Потолок комнаты был высокий и прекрасно расписан. Я знала — здесь хранились огромные сокровища, и мысль о том, что меня, возможно, отошлют отсюда была невыносима. Вдоль стен комнаты рядами выстроились книги в кожаных переплетах, а чучела голов диких животных, казалось, служили им свирепыми стражами.

Граф — опытный охотник, подумала я, и представила его себе неумолимо преследующим свою добычу.

На камине стояли часы с резным Купидоном наверху, по обе стороны которых располагались две изящно расписанные вазы севрского фарфора. Стулья были обиты гобеленом, и украшены резными деревянными цветами и завитками.

Но как бы ни была я увлечена этими богатствами, мысль о грядущей беседе с грозным графом не давала мне покоя и я проговаривала про себя то, что собиралась ему сказать. Я должна держаться с достоинством, сохранять спокойствие и не казаться слишком настойчивой. Я не должна показывать, что страстно желаю быть допущенной к работе здесь; ведь если у меня получится, в дальнейшем я смогу получить новые заказы. Я считала, что мое будущее зависело от нескольких следующих минут. Как я была права!

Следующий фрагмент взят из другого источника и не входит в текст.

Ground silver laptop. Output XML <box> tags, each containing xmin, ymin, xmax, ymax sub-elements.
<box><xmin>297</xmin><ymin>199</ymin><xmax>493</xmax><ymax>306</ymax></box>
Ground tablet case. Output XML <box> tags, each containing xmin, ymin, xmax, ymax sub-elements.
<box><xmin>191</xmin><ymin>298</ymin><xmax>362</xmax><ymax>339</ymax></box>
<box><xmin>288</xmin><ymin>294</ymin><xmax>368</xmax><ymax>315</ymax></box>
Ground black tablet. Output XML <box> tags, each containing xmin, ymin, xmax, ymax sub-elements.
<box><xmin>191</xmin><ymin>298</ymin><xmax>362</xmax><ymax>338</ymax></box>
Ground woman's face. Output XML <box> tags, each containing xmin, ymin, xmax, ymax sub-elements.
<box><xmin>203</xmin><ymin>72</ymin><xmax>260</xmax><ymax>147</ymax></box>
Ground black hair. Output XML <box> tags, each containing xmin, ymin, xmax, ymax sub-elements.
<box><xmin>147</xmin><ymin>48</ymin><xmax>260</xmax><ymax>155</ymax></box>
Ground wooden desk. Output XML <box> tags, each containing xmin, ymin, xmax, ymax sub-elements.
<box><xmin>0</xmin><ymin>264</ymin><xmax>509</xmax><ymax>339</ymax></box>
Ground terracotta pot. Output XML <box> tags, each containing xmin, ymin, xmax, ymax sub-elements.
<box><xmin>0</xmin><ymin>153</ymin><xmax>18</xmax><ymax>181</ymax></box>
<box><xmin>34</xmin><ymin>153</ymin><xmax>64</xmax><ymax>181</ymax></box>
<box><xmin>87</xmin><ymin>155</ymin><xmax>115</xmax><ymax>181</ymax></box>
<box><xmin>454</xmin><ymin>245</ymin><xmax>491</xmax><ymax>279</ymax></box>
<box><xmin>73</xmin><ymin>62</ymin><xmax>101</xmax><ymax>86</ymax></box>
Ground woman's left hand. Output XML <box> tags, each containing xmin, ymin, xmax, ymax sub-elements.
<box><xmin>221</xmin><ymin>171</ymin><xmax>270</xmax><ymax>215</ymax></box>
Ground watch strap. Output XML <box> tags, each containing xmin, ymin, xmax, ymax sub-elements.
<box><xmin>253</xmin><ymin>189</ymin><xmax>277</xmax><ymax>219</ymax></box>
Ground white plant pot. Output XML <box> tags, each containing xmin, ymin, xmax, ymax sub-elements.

Раздался голос Жозефа: «В библиотеке, месье…»

Шаги. Вот-вот я увижу его. Я подошла к камину. Там лежали поленья, но огня не было; я смотрела на картину над часами времен Людовика XV и не видела ее; сердце мое колотилось, я сцепила руки в попытке унять дрожь, и вот дверь открылась. Я сделала вид, что не услышала этого, и таким образом выиграла несколько секунд, чтобы собраться.

Короткое молчание, затем холодный голос произнес:

— Как странно!

Он был на несколько сантиметров выше меня, а рост у меня не маленький. В темных глазах застыло удивление, но похоже, они умели быть теплыми, орлиный нос подчеркивал надменность лица, но полные губы говорили о доброте. Костюм для верховой езды был очень элегантен — пожалуй, даже слишком. И шейный платок и на каждом мизинце по золотому кольцу. Он был сама утонченность и вовсе не так грозен, как я себе его представляла. Мне бы обрадоваться, но я почему-то почувствовала легкое разочарование. И все же, этот человек скорее поймет меня, чем тот граф, которого я рисовала в своем воображении.

— Добрый день, — сказала я.

Он сделал несколько шагов вперед. Он был моложе, чем мне представлялось, на год или два старше меня… может быть, моего возраста.

— Несомненно, — сказал он, — вы будете любезны объясниться.

— Разумеется. Я приехала для работы над полотнами, требующими внимания реставратора.

— Нам представлялось, что сегодня приедет месье Лоусон.

— Это было бы совершенно невозможно.

— Он приедет позже?

— Он умер несколько месяцев назад. Я его дочь, и продолжаю работу над его заказами.

Вид у него был озабоченный. «Мадемуазель Лоусон, эти картины имеют большую ценность…»

— Если бы они ее не имели, вряд ли стоило бы их реставрировать.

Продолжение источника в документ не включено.